NIH scientists collect clues to improving cancer care from ‘exceptional responders’

NIH scientists collect clues to improving cancer care from ‘exceptional responders’

A small number of cancer patients respond particularly well to drugs. These so-called “exceptional responders” not only see their tumors shrink with treatment, they also enjoy responses that are unusually long. Understanding of the molecular features of this rare group of patients could guide the development of new strategies for fighting cancer.

That’s why the National Institutes of Health’s National Cancer Institute (NCI) launched the Exceptional Responders Initiative in 2014. Now, after a comprehensive genomic analysis of tumor samples, scientists at NCI and several cancer centers have identified molecular changes that may explain some exceptional responses. They have published their findings in the journal Cancer Cell.

“The knowledge gained from studying exceptional responders can help inform how we take care of patients in the future and will help move us closer to the goal of precision oncology,” NCI’s Percy Ivy, M.D., who co-led the research, said in a statement.

The researchers screened 111 exceptional responders with various types of metastatic cancer, profiling genetic aberrations in their tumors and the cellular makeup of the tumor microenvironment. In about a quarter of patients—26 to be exact—the team uncovered plausible molecular mechanisms that could explain the exceptional responses.

The mechanisms have been broadly grouped into four categories: ability to repair DNA damage, intracellular signaling pathway activity, engagement by immune cells, and “prognostic genetics,” tumors with genetic features later known to be associated with favorable outcomes. The researchers also looked at combinations of genetic alterations that lead to the death of tumor cells when all are inactivated—a concept known as “synthetic lethality.”

In one case of bile duct cancer and another of rectal cancer that responded to platinum-based chemotherapy, the researchers identified mutations in the BRCA1 or BRCA2 genes, which help repair DNA. The mutations, which are rare in these two cancer types, may have impaired the tumors’ ability to fix abnormal DNA, thereby improving the ability of chemo drugs to kill cancer cells, the team suggested.

The study also pointed to the importance of the chemo drug temozolomide for prompting synthetic lethality in tumors with a defective DNA damage response.

In a patient with notoriously hard-to-treat glioblastoma multiforme that had recurred after extensive treatment, temozolomide completely cleared the brain cancer, and the response lasted for over 10 years. The researchers attributed the exceptional response in this patient to a rare alteration in the APEX1 gene that simultaneously inactivated the two primary DNA repair pathways—direct repair and base excision repair.

Similar observations were made using samples from a colorectal cancer patient, who had a nearly complete response lasting 45 months to a combination of temozolomide and Tracon Pharma’s investigational DNA base excision repair pathway inhibitor TRC102 (methoxyamine). The researchers discovered a mutation in the RAD50 region of the MRN protein complex, which is required for DNA double-strand break repair.
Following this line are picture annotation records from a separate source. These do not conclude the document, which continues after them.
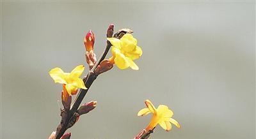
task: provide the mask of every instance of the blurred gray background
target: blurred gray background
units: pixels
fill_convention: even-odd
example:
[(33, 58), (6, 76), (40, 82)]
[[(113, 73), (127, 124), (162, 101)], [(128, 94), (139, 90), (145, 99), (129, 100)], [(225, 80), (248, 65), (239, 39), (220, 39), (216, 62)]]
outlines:
[(84, 99), (97, 106), (68, 129), (71, 138), (133, 138), (150, 119), (137, 117), (146, 99), (168, 105), (182, 126), (158, 126), (152, 138), (255, 138), (255, 2), (1, 4), (2, 139), (48, 138), (61, 91), (48, 71), (86, 65), (89, 29), (99, 56), (111, 23), (134, 30), (140, 69), (99, 77)]

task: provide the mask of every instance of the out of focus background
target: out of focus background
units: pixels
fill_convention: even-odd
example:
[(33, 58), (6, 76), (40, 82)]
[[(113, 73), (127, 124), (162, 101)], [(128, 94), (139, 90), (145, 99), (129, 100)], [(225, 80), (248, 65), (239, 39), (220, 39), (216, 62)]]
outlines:
[(133, 138), (150, 119), (137, 117), (146, 99), (181, 125), (151, 138), (255, 138), (255, 11), (254, 1), (2, 1), (1, 138), (48, 138), (61, 105), (49, 71), (86, 65), (89, 29), (99, 56), (111, 23), (134, 31), (140, 70), (99, 76), (83, 101), (97, 106), (71, 138)]

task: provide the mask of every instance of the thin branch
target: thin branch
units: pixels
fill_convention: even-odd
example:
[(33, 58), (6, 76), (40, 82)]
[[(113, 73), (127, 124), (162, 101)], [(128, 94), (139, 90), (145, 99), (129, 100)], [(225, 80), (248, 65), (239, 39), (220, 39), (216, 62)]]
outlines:
[[(91, 71), (87, 74), (86, 77), (84, 78), (84, 80), (86, 80), (84, 82), (85, 86), (87, 87), (87, 89), (80, 89), (78, 95), (77, 96), (72, 106), (71, 110), (68, 112), (68, 116), (64, 122), (64, 124), (59, 128), (60, 129), (58, 130), (56, 133), (56, 139), (60, 139), (62, 135), (65, 133), (66, 130), (67, 129), (67, 124), (70, 119), (72, 117), (73, 115), (75, 112), (77, 110), (78, 107), (80, 106), (81, 103), (83, 101), (83, 99), (84, 98), (85, 95), (86, 94), (90, 87), (93, 82), (93, 81), (97, 78), (97, 75), (93, 74), (94, 71), (95, 70), (96, 68), (99, 66), (101, 61), (102, 61), (108, 51), (109, 50), (111, 45), (109, 41), (107, 41), (107, 45), (100, 56), (100, 59), (97, 61), (97, 64), (93, 66)], [(60, 127), (60, 125), (59, 126)]]

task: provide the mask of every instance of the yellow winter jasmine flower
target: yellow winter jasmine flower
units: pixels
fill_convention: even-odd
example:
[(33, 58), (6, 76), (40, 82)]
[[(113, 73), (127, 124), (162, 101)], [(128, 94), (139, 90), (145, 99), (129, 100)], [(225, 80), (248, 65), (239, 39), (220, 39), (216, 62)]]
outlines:
[(177, 128), (180, 128), (178, 122), (172, 118), (173, 115), (173, 112), (170, 110), (168, 106), (160, 105), (157, 109), (156, 109), (148, 99), (147, 99), (145, 103), (147, 108), (140, 110), (138, 113), (138, 116), (143, 116), (150, 112), (153, 113), (153, 117), (151, 119), (150, 122), (145, 129), (147, 131), (150, 129), (153, 129), (157, 124), (167, 131), (172, 129), (172, 124), (170, 122), (175, 125)]
[(141, 48), (137, 46), (137, 40), (131, 34), (124, 34), (121, 39), (108, 38), (113, 45), (111, 52), (113, 57), (110, 61), (116, 64), (120, 69), (131, 67), (138, 70), (139, 67), (133, 62), (142, 55)]
[(55, 83), (64, 84), (63, 87), (65, 87), (68, 94), (71, 95), (76, 94), (77, 88), (86, 89), (83, 80), (79, 78), (84, 70), (84, 66), (79, 65), (76, 67), (71, 73), (65, 73), (61, 68), (55, 68), (52, 69), (49, 74)]

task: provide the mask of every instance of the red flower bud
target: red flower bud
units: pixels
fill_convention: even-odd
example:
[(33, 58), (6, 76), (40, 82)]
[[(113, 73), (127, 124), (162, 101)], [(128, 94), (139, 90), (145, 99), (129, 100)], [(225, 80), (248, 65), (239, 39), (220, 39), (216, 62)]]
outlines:
[(77, 113), (81, 115), (88, 113), (96, 107), (97, 101), (92, 101), (86, 103), (79, 107), (77, 110)]
[(85, 46), (85, 48), (87, 52), (90, 52), (91, 50), (93, 50), (94, 42), (95, 41), (95, 38), (94, 38), (93, 33), (90, 30), (87, 33), (86, 36), (85, 36), (84, 40), (84, 43)]
[(114, 24), (111, 24), (108, 26), (107, 31), (107, 37), (111, 38), (114, 33)]
[(56, 136), (56, 131), (53, 131), (52, 134), (49, 136), (48, 139), (54, 139)]
[(60, 139), (69, 139), (71, 136), (71, 133), (65, 133)]

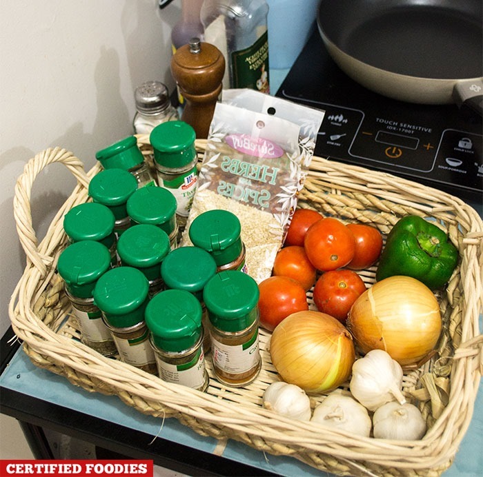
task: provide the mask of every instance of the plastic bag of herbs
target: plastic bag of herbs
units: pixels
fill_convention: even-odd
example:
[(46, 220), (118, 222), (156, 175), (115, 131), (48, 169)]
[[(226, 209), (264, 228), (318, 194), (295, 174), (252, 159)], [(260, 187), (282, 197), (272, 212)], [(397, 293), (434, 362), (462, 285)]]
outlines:
[(181, 245), (200, 214), (228, 210), (241, 223), (246, 271), (271, 274), (303, 187), (324, 112), (253, 90), (226, 90), (215, 108)]

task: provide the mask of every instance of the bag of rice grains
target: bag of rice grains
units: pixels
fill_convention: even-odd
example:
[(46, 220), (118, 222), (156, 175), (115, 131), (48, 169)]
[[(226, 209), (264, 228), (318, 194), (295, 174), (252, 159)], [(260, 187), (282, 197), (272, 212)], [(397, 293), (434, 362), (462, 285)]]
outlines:
[(234, 213), (246, 270), (268, 278), (297, 206), (324, 112), (253, 90), (224, 90), (217, 103), (198, 187), (183, 236), (207, 210)]

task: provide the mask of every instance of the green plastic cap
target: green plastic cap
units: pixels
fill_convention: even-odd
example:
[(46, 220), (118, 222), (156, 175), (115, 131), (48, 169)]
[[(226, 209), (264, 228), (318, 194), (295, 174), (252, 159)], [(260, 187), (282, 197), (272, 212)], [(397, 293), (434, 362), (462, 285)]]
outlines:
[(259, 296), (257, 282), (238, 270), (217, 273), (203, 291), (212, 325), (228, 332), (246, 329), (258, 319)]
[(169, 250), (168, 234), (156, 225), (133, 225), (125, 230), (117, 241), (117, 253), (122, 265), (139, 269), (148, 280), (161, 276), (161, 263)]
[(149, 135), (155, 161), (165, 168), (182, 168), (197, 156), (196, 132), (188, 123), (168, 121), (156, 126)]
[(110, 267), (110, 253), (99, 242), (81, 241), (65, 248), (57, 263), (59, 274), (73, 296), (92, 298), (96, 283)]
[(208, 210), (191, 223), (191, 241), (211, 254), (218, 266), (235, 260), (241, 253), (241, 225), (235, 214), (228, 210)]
[(155, 295), (146, 309), (146, 323), (154, 344), (181, 352), (193, 347), (201, 333), (201, 305), (189, 292), (168, 290)]
[(128, 216), (128, 199), (137, 190), (136, 178), (122, 169), (106, 169), (89, 183), (89, 195), (95, 202), (108, 207), (116, 220)]
[(137, 147), (137, 140), (129, 136), (96, 152), (96, 159), (104, 169), (119, 168), (129, 170), (144, 162), (143, 153)]
[(210, 254), (198, 247), (172, 250), (161, 264), (161, 276), (168, 288), (184, 290), (203, 299), (203, 289), (217, 272)]
[(110, 248), (115, 240), (116, 219), (108, 207), (87, 202), (73, 207), (63, 216), (63, 230), (72, 242), (93, 240)]
[(132, 267), (117, 267), (97, 281), (94, 303), (111, 326), (129, 327), (144, 319), (148, 289), (142, 272)]
[(157, 225), (170, 235), (176, 228), (176, 198), (165, 187), (138, 189), (128, 200), (131, 221)]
The NCI study adds to the growing body of evidence showing how important the immune system is in the fight against tumors. In a bladder cancer patient who had failed chemotherapy, radiation and surgery, Bristol Myers Squibb’s PD-1 inhibitor Opdivo produced a complete response lasting seven months, an outcome that’s observed in only about 3% of bladder cancer patients. The researchers found that the patient had a high level of IFNG, which makes interferon-gamma, a cytokine that has been linked to favorable response to immune checkpoint blockade.
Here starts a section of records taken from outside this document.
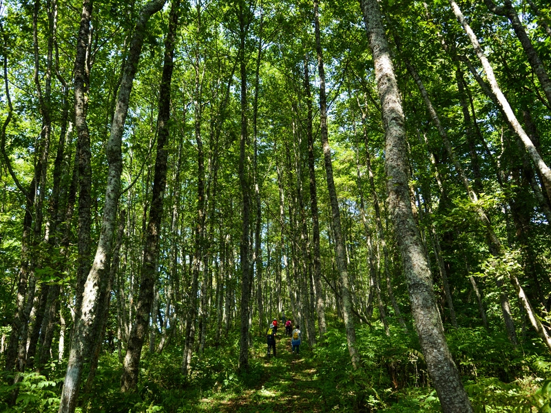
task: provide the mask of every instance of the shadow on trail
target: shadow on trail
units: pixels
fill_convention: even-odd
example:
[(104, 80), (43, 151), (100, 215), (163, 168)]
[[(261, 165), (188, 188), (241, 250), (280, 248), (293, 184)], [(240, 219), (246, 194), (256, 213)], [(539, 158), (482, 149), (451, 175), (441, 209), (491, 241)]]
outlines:
[(277, 339), (277, 357), (268, 358), (266, 347), (255, 358), (263, 359), (263, 372), (253, 388), (219, 401), (220, 412), (322, 412), (324, 403), (315, 378), (311, 352), (301, 346), (301, 354), (291, 352), (291, 342), (284, 336)]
Scientists continue to study genetic abnormalities in tumors as they search for strategies to improve outcomes. For example, the NCI-Molecular Analysis for Therapy Choice study recently found that many patients’ tumors bear genetic alterations that can be targeted by existing drugs. The idea of synthetic lethality has also gained popularity in the biopharma industry. Recently, Gilead Sciences tied up with Tango Therapeutics, and GlaxoSmithKline teamed with Ideaya Biosciences to work on new drugs in this field.

Hypotheses from the new NCI research will need to be validated by larger studies. But, if confirmed, the findings could guide genetic testing to help physicians choose treatments more wisely for each cancer patient in addition to offering clues to drug developers seeking to target vulnerabilities in tumor cells, the researchers noted.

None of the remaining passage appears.